- Directed by: Alexandr Fomin
- Written by: Alexandr Fomin
- Produced by: Ekaterina Kononenko; Ruben Adamyan; Dmitry Litvinov; Ilya Naishuller; Lika Blank; Dmitry Svit; Leonid Litvak;
- Starring: Pavel Tabakov; Danila Kozlovsky; Ingrid Olerinskaya; Valentina Lyapina; Danila Poperechny;
- Cinematography: Mikhail Solovyov
- Edited by: Vladislav Kaptur
- Production companies: Versus Pictures; ID Production; Gorky Film Studios;
- Distributed by: KaroRental
- Release date: June 9, 2022;
- Country: Russia
- Language: Russian

= Young Man (film) =

2022 Russian film by Alexandr Fomin

Young Man (Молодой человек) is a 2022 Russian comedy film written and directed by Alexandr Fomin. It was theatrically released on June 9, 2022.

== Plot ==
In his childhood, Vanya Revzin studied tirelessly day and night. His mother sincerely believed that he would succeed in life, but in the end, he amounted to nothing. He was fired from his job, and his wife left him. Convinced that only cunning could help him achieve anything, he decides to impersonate a seventeen-year-old teenager.

==Production==
Director Alexandr Fomin presented the film back in 2019 at the face-to-face defense of projects applying for state support from the Cinema Foundation.
The director of the films Hardcore Henry (2015 film) and Nobody (2021 film) carefully followed the production of the film and tried to support the young director, for whom the film Young Man became a feature-length debut.
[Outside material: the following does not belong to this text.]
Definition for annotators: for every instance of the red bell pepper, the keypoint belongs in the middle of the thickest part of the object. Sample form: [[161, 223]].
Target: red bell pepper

The filming process was led by Versus Pictures and ID Production with the participation of the Gorky Film Studios. The idea of the film came to director Alexandr Fomin two years ago, and he approached Ilya Naishuller with it. He agreed without hesitation.

Filming began on May 31, 2021 and took place in the village of Petrovo-Dalneye, Moscow Oblast, and near Moscow.